I had a temp job testing postage meters. It involved sitting in a big, empty room by myself and running envelopes through the postage meter one at a time. At the end of the day, I recorded the number on the machines counter.
A student of mine is a correctional officer at the local prison. He said it’s the most boring job he’s ever had. He said he (more-or-less) just sits around doing nothing.
My dream job. . . mattress tester
Office worker in Department of Solid Waste in a major Texas city. When I was a contract worker there, one of the Department employees was a lady who refused to do any work at all. She brought books to read, generally romance novels. She knew that she could not be fired for any performance reasons, and she did not do any of the things for which she could be fired - for example, she never set any fires, or stripped. Whenever anybody ever asked her to do something, she politely refused. It can hardly get any easier than never doing any work of any kind at all.
Probably the cushiest jobs are some “caretaker” positions, where you basically housesit in a luxurious home or summer retreat while it’s owners are somewhere else, and you aren’t expected to do much more than call for assistance if needed.
Of course that’s probably what these people thought.
30 posts and nobody’s metioned Walmart greeter?
Play your guitar on MTV
That aint workin’
That’s the way you do it
Money for nothing and your chicks for free.
The smell would get to me sooner or later.

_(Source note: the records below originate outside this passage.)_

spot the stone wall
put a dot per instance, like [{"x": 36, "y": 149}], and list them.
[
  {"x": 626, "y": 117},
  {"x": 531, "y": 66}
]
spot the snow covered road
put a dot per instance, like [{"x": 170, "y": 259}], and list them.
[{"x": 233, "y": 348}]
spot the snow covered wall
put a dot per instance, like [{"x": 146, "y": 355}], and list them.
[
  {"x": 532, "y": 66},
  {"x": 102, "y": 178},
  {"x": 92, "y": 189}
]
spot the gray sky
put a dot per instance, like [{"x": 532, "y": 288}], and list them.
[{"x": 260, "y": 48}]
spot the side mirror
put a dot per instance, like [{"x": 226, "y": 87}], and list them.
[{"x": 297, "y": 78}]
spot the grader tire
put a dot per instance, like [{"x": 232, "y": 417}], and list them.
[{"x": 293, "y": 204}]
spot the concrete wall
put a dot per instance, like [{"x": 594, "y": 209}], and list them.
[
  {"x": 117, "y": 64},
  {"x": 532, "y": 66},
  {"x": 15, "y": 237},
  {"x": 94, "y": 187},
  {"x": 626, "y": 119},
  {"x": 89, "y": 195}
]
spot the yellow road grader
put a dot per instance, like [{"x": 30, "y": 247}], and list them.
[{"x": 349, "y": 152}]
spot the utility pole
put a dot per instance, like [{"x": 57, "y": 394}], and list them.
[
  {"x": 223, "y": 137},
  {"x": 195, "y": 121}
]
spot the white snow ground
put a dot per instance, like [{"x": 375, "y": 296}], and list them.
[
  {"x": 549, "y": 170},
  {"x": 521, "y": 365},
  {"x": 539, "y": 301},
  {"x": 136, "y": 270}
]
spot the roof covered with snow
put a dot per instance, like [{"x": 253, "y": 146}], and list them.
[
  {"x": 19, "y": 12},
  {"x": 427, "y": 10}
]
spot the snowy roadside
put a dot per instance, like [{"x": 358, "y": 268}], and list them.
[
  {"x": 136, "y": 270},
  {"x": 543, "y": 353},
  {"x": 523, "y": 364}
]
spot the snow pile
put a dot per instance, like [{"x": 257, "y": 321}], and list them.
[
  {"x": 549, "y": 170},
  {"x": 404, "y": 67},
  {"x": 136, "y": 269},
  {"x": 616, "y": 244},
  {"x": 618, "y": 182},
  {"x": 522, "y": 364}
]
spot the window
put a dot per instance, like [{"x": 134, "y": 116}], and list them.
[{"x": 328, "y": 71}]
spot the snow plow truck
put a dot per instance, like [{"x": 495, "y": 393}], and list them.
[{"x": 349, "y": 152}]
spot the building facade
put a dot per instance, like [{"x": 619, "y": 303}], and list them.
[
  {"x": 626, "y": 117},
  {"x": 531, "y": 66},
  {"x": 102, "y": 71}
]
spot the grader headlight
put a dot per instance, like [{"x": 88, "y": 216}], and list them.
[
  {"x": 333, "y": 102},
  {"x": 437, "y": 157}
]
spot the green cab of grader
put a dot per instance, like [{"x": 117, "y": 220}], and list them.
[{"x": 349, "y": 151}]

That one is probably not that easy because you still have to deal with the general public and have to be on your feet during your shift. The people that have those jobs are generally pretty old as well so that makes it harder. I am glad Wal-Mart makes the opportunity available to them but I wouldn’t want it even for several time what they make.
My last job was on a “campus” with the main building having 1300 employees, me included. It had security 24/7/365 and I often came in as a contractor when I was the only one in the building other than them, I had three security people sitting behind a desk either watching me or, more likely, doing jack shit all day and night with a fleet of security trucks as well.
I’ve been meaning to start a thread on this for years . . .
WHAT IS their job? The name suggests that they’re supposed to say hello as you walk in, or maybe just smile, or perhaps at least look in your direction, but I have never in my life received the slightest acknowledgment from one. It’s as if they’re paid to stand there and give you a bad impression of Wal Mart employees.
I walked in a Walmart the other day. The typical “old man” greeter was sitting (on a stack of sodas) there at the door. We both happened to make eye contact. When we did I said “Hey, how ya’ doing?”
He didn’t answer me. He just got this scowling look on this face as if how dare I even exist in the same universe as him.
It was kind of funny. Almost as tho’ the entire Walmart store was his lawn.
Oh that’s happened to me many times. You dare to say hello to them and they give you a look that says “fuck your mother.”
Oh, please tell me she was reading Bartleby the Scrivener???
Wally World likes to call them “greeters” but their main purpose is loss prevention.
Be glad they don’t acknowledge you. Around here, they say hello to everyone entering and goodbye to everyone leaving. I guess the theory is that acknowledging you as you enter and leave makes you less anonymous, and therefore less likely to shoplift. They also will ask to check your receipt if you walk out with something that they think is an expensive item.
I personally find them very annoying. Be glad that the ones near you keep their mouths shut.
“Professional poker player” probably seems like a reasonable answer. As the saying goes, however, it’s a hard way to make an easy living.